Entanglement across scales: Quantics tensor trains as a natural framework for renormalization

TL;DR

The paper reveals that quantics tensor trains (QTT) offer a natural, analytical Renormalization Group framework for length-scale entanglement in quantum systems. By recasting a cyclic-reduction real-space RG for the one-dimensional n-th-nearest-neighbor tight-binding model into QTT language, it shows a precise correspondence: the QTT bond dimension equals the number of renormalized couplings, capturing how information flows across length scales. The authors derive exact QTT representations for the Green's function, prove bond-dimension saturation, and establish a priori error bounds for approximate QTT constructions under decaying couplings. Numerical analyses validate the theory in 1D and extend to interacting/higher-dimensional cases, highlighting the potential for analytical QTT techniques and deeper links to entanglement renormalization concepts such as MERA. Overall, the work positions QTT as both a powerful numerical tool and a new analytic lens for real-space RG across scales, with implications for multi-dimensional and interacting systems.

Abstract

Understanding entanglement remains one of the most intriguing problems in physics. While particle and site entanglement have been studied extensively, the investigation of length or energy scale entanglement, quantifying the information exchange between different length scales, has received far less attention. Here, we identify the quantics tensor train (QTT) technique, a matrix product state-inspired approach for overcoming computational bottlenecks in resource-intensive numerical calculations, as a renormalization group method by analytically expressing an exact cyclic reduction-based real-space renormalization scheme in QTT language, which serves as a natural formalism for the method.
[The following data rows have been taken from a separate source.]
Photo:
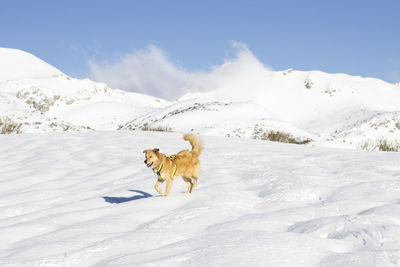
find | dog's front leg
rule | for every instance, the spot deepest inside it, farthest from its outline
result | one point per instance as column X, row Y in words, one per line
column 168, row 187
column 156, row 186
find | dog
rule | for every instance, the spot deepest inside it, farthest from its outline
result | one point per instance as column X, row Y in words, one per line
column 185, row 164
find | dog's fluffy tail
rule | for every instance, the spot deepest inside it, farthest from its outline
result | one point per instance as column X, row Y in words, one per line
column 195, row 141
In doing so, we precisely match the QTT bond dimension, a measure of length scale entanglement, to the number of rescaled couplings generated in each coarse-graining renormalization step. While QTTs have so far been applied almost exclusively to numerical problems in physics, our analytical calculations demonstrate that they are also powerful tools for mitigating computational costs in semi-analytical treatments. We present our results for the one-dimensional tight-binding model with n-th-nearest-neighbor hopping, where the 2n rescaled couplings generated in the renormalization procedure precisely match the QTT bond dimension of the one-particle Green's function.

Figures (15)

• Figure 1: QTT decomposition with separation of exponentially different length scales as a natural framework of real-space RG methods.
• Figure 2: "Running" of the renormalized couplings ($\omega^{(r)}$ (a),(c),(e),(g); $t^{(r)}$ (b),(d),(f),(h)) in every step of the renormalization procedure in the case of $R=15$ for different values of $\omega,t$.
• Figure 3: (a) Decomposition of tensor $\mathbf{T}$ in QTT form with the indices $\sigma_j := (i_j^{(1)},i_j^{(2)},...,i_j^{(d)})$ and the connection to the corresponding length scales $2^{R-j}$. (b) Contraction of MPO $\mathbf{A}$ with QTT $\mathbf{B}$ leading to QTT $\mathbf{C}$.
• Figure 4: "Rosetta stone" of QTT formalisms. (a) Rank product of two tensor cores $\mathcal{U}, \mathcal{V}$ defined with the help of the strong Kronecker product ($\lrtimes$), as a tensor network diagram and in index notation. (b) Contraction of two tensor cores $\mathcal{U}, \mathcal{V}$ representing a MPO-MPS contraction defined with the help of the mode product ($\underset{*}{\bullet}$), as a tensor network diagram and in index notation.
• Figure 5: "Rosetta stone" of MPO-MPS contractions in different QTT formalisms. Contraction of MPO $\mathbf{U} = \mathcal{U}_1 \lrtimes \mathcal{U}_2$ and the MPS $\mathbf{V} = \mathcal{V}_1 \lrtimes \mathcal{V}_2$ in QTT form over the shared mode indices $j=(j_1,j_2)_2$.